Por supuesto, es responsabilidad de los intelectuales explorar posibles debilidades en los argumentos de los demás, y de los periodistas para representar una oposición seria cuando existe. Pero cuando la oposición se convierte en la abrumadora vía de la investigación, una fórmula que requiere que se encuentre otro lado o que se formule una crítica; cuando la lujuria por la oposición privilegia visiones extremas y oscurece la complejidad; cuando nuestro afán de encontrar debilidades nos ciega a las fortalezas; cuando la atmósfera de animosidad excluye el respeto y envenena nuestras relaciones entre nosotros; entonces el argumento cultura está haciendo más daño que bien.

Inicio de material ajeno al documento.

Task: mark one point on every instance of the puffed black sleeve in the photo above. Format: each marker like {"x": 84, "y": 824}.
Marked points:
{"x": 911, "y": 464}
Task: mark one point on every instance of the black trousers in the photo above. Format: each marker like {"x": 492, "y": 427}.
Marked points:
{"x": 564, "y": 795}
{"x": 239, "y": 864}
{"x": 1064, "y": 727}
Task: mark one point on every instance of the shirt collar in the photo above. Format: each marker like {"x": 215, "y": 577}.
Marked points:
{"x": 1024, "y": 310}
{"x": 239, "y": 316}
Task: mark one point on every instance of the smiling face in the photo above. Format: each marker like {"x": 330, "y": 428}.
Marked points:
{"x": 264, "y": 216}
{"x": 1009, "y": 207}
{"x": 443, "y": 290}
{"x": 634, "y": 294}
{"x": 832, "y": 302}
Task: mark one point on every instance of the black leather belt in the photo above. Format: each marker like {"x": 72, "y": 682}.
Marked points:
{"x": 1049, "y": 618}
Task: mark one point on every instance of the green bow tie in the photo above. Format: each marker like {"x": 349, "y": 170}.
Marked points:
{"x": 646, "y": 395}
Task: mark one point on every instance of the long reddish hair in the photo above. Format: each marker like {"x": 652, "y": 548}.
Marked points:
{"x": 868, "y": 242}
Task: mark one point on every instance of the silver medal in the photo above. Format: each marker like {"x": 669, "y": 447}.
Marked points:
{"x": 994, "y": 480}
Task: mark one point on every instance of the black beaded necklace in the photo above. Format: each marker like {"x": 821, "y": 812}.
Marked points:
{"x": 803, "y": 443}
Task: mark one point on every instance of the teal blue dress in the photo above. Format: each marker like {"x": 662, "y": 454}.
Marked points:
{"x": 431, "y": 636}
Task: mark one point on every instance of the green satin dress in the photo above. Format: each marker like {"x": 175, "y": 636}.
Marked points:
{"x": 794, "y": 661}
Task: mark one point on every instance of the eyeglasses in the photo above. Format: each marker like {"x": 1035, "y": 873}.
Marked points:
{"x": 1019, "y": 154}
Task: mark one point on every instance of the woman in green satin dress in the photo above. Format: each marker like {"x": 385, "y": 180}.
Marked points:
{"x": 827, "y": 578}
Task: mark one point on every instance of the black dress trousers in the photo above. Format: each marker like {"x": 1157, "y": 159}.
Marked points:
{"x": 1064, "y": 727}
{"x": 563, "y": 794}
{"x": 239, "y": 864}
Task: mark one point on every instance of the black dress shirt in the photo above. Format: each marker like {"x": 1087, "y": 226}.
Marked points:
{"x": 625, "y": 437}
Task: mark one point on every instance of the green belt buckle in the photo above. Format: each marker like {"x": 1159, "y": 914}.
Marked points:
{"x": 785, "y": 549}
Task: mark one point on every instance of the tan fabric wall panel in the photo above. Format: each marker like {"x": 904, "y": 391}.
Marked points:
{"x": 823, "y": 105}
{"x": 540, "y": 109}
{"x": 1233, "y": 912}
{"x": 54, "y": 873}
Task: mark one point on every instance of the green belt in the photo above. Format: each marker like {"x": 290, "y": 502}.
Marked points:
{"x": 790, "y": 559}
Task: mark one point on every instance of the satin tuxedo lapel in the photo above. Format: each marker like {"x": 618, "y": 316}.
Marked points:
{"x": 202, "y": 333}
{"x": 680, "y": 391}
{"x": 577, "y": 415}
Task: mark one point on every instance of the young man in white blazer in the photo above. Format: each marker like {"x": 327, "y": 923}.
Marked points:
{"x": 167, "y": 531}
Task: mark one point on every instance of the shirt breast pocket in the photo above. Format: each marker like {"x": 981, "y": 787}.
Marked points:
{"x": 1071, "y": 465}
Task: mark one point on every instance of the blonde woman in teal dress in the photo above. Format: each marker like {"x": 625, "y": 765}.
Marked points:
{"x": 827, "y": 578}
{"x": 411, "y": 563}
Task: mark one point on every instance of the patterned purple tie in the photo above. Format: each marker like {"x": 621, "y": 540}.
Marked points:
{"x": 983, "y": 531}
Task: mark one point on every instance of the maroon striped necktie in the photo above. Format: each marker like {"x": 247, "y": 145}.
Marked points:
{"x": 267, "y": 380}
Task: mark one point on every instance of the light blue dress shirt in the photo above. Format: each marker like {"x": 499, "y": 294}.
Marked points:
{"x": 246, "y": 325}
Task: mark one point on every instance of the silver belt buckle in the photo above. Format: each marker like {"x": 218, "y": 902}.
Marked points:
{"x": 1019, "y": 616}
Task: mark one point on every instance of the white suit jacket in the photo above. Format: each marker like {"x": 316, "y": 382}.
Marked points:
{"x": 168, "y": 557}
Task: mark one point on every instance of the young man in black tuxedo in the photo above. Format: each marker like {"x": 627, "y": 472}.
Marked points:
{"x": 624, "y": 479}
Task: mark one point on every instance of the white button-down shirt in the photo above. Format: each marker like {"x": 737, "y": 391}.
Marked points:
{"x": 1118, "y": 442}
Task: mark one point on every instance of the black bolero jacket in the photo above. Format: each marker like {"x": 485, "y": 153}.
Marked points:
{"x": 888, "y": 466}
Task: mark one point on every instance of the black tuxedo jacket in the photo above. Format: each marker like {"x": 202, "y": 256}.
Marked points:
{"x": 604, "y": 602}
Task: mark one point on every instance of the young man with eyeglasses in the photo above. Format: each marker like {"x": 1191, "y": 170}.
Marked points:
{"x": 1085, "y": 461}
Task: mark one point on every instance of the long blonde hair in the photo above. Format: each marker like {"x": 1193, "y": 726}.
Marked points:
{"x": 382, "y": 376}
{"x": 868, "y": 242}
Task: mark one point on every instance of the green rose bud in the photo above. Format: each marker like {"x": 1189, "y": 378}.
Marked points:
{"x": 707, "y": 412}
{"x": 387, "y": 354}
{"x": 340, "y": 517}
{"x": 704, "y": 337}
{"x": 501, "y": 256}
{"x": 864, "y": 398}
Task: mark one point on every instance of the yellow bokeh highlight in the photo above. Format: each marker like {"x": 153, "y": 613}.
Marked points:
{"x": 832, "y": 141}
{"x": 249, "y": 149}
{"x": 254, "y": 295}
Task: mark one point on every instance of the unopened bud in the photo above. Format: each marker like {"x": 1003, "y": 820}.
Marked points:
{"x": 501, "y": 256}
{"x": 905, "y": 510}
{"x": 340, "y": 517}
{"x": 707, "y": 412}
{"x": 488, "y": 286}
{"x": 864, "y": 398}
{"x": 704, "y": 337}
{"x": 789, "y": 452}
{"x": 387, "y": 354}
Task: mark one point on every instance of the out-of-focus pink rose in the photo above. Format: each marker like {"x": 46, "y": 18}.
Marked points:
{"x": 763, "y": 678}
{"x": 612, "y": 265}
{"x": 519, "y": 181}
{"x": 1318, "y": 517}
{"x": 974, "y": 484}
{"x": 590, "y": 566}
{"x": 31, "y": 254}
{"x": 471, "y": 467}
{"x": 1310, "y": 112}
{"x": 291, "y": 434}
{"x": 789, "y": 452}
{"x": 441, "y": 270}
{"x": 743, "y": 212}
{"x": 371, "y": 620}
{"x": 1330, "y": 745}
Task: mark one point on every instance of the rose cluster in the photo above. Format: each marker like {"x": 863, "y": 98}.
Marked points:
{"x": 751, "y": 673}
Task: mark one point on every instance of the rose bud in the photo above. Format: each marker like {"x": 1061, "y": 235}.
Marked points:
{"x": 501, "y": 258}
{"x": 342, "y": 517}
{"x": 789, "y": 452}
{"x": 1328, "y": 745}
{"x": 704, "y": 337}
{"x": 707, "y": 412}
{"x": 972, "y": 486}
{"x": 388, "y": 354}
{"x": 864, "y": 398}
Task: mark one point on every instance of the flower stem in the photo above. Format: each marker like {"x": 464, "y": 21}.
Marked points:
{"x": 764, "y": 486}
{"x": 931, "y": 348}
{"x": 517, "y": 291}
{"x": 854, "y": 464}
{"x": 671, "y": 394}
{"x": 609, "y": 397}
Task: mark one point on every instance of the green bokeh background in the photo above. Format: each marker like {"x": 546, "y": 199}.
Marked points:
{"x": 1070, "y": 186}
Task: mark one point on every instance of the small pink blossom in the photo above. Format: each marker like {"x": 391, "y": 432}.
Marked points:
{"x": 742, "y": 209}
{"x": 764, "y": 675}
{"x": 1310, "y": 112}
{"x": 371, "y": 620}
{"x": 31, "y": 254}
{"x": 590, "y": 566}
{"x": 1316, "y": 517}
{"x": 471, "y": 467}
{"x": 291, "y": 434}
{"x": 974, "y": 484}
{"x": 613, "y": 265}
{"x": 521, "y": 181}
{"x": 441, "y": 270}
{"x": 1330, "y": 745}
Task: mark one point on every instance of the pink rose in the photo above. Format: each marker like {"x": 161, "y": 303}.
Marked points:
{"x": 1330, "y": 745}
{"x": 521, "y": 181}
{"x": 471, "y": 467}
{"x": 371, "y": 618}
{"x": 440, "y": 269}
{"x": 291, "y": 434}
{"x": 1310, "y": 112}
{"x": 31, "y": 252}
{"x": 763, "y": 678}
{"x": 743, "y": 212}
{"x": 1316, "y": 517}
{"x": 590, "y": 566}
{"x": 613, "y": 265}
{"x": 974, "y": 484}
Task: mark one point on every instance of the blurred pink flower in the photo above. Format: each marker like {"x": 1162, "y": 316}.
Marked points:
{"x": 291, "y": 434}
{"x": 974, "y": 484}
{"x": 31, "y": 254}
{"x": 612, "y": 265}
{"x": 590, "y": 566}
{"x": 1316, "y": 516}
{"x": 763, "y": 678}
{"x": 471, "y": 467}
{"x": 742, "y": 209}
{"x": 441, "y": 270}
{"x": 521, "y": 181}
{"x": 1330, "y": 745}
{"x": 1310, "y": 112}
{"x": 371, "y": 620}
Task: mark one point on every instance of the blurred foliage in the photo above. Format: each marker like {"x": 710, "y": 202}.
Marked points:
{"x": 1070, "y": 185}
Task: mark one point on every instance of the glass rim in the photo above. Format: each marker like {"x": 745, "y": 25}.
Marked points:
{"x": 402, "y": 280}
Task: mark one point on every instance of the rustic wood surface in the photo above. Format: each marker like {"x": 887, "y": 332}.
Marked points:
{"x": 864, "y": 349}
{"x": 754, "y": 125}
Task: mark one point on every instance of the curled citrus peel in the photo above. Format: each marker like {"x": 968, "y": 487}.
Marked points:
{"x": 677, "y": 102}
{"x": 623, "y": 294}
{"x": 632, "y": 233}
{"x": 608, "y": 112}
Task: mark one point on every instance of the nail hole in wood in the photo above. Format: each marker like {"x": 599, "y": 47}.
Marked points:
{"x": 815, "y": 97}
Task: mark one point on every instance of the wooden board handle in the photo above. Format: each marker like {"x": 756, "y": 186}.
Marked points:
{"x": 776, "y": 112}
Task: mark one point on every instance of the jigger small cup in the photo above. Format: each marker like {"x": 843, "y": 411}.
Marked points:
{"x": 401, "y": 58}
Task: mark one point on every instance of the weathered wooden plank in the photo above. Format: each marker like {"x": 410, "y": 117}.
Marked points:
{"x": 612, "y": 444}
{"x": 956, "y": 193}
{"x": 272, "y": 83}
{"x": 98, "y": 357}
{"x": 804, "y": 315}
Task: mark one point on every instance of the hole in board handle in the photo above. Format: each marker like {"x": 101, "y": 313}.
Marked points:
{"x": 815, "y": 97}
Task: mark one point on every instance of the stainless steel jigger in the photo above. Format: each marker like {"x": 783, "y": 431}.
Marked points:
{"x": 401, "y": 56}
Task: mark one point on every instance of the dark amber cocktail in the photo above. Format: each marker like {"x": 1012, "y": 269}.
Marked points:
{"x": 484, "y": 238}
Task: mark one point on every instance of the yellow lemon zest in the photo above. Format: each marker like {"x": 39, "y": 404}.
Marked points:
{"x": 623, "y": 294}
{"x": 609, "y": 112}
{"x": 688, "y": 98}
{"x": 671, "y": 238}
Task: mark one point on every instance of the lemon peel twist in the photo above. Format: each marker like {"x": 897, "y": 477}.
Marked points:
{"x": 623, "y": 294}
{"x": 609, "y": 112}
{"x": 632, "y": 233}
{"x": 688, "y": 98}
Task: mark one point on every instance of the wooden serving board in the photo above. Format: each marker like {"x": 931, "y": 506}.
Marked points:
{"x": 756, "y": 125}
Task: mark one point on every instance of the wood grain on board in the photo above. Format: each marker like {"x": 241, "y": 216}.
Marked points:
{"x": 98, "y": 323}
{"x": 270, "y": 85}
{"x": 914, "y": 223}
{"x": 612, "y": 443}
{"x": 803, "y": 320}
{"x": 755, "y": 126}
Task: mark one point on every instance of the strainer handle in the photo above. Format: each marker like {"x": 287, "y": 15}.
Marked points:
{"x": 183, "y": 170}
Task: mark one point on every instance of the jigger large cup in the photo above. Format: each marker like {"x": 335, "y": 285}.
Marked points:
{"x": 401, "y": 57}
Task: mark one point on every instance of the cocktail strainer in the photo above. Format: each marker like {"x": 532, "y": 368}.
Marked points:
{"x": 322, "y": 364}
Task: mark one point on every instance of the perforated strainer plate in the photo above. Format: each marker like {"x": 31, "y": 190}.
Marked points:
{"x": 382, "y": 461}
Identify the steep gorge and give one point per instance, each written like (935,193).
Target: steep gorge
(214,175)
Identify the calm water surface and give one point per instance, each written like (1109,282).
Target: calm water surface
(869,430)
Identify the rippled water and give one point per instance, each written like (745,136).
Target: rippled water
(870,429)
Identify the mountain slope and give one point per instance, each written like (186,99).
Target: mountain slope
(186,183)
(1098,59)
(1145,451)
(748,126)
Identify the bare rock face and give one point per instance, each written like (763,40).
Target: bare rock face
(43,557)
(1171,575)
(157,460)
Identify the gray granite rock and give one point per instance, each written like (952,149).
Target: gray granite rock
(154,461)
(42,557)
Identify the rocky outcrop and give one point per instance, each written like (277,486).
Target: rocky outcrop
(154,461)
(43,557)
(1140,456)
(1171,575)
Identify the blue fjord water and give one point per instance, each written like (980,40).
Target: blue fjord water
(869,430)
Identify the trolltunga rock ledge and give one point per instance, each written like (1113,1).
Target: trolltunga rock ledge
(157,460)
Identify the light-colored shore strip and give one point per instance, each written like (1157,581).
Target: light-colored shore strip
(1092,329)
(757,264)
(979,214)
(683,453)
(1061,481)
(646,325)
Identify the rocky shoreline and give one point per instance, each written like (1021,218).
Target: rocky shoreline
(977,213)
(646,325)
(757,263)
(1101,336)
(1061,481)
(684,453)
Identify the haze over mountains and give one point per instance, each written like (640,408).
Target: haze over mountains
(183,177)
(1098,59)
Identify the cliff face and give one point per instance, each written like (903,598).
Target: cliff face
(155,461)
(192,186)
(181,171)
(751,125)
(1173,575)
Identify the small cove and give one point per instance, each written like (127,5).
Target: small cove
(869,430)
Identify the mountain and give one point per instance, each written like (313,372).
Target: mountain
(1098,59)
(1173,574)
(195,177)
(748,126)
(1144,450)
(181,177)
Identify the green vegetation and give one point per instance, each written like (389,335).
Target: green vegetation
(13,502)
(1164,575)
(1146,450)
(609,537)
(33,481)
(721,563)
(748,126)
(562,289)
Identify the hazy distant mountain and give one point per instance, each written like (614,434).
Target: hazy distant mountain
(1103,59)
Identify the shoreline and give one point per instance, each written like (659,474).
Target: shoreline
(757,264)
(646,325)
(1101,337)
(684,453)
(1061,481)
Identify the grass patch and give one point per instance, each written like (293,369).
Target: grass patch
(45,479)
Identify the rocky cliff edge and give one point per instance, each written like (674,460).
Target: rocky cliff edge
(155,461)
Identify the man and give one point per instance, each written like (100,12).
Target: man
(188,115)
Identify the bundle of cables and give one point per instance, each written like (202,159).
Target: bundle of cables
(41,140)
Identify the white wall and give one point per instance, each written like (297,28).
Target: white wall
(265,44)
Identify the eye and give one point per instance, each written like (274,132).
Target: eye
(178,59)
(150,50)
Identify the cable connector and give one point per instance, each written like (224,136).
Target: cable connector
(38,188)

Ofrezco este libro no como un ataque frontal al argumento cultura. Eso estaría en el espíritu de ataque que estoy cuestionando. Se intenta examinar el argumento de la cultura -nuestro uso del ataque, la oposición y el debate en el discurso público- para preguntar: ¿Cuáles son sus límites y sus límites? ¿Cómo nos ha servido bien, pero también cómo nos ha fallado? ¿Cómo se relaciona con la cultura y el género? ¿Qué otras opciones tenemos?

No creo que debamos dejar de lado por completo el argumento modelo del discurso público, pero tenemos que replantearnos si esta es la única forma, o siempre la mejor, para llevar a cabo nuestros asuntos. Un paso hacia la ampliación de nuestros repertorios sería iniciar la reforma experimentando con metáforas distintas de los deportes y la guerra, y con formatos distintos al debate para enmarcar el intercambio de ideas. El cambio puede ser tan simple como introducir una forma plural. En lugar de preguntar “¿qué es el otro lado? Podríamos preguntar, ¿cuáles son los otros lados? En lugar de insistir en escuchar a” ambos lados “, podríamos insistir en escuchar a todos lados.

Otra opción es expandir nuestra noción de “debate” para incluir el diálogo sobre el mineral. Esto no significa que no puede haber negatividad, crítica o desacuerdo. Simplemente significa que podemos ser más creativos en la forma de administrar todos estos, que son inevitables y usuales. En el diálogo, cada afirmación que hace una persona está calificada por un patrimonio hecho por otra persona, hasta que la serie de declaraciones y calificaciones acerque a todos a una verdad más completa. El diálogo no excluye la negatividad. Incluso decir “Acepto” tiene sentido solo en el supuesto de que no estés de acuerdo. En el diálogo, hay oposición, sí, pero no hay colisión frontal. Pegar cabezas no abre las mentes.

Hay momentos en los que tenemos que estar en desacuerdo, criticar, oponernos y atacar, para mantener debates y ver los problemas como batallas polarizadas. Incluso la cooperación, después de todo, no es la ausencia de conflicto sino un medio para manejar el conflicto. Mi objetivo no es un falso chasco de acuerdo o una peligrosa ignorancia de la verdadera oposición. Estoy cuestionando el uso automático de formatos antagónicos: la suposición de que siempre es mejor abordar los problemas y las cuestiones mediante la lucha contra ellos. Espero un repertorio más amplio de formas de hablar entre sí y abordar cuestiones vitales para nosotros.

Arte, Sin categoría

Raza maldita

MADRES-EN-EL-CHIPOTE-MV-23

Llegaran los días de octubre
con un poco más de lluvia que ahora,
el canto de las aves nos acompañe
juntas lloraremos en silencio esta tragedia.

Pasará está viento con sabor a aguas saladas,
llegará la amargura al escuchar la voz ausente,
lloverá más agua dulce en esos días
será octubre con su frío y el sabor seco
del mar muerto que nos han dejado.

Abrazaremos con amor este dolor
que se siente cuando  arrebatan el retoño,
dolor de hacha que deja el hombre ciego,
ansioso de sangre y carente de tacto humano.

Llegará octubre y no seremos las mismas
nos han sangrado en nombre de las ideologías,
será nuestro signo la cruz de Cristo,
mientras él la cargaba María arrastraba los pasos.

Olvidará la memoria, pero no la piel bañada en llanto,
olvidarán los políticos y los negociantes,
olvidarán los nuevos jóvenes y olvidarán todos,
pero nuestra piel llevará en su memoria,
la lección de no parir más hijos a esta raza maldita.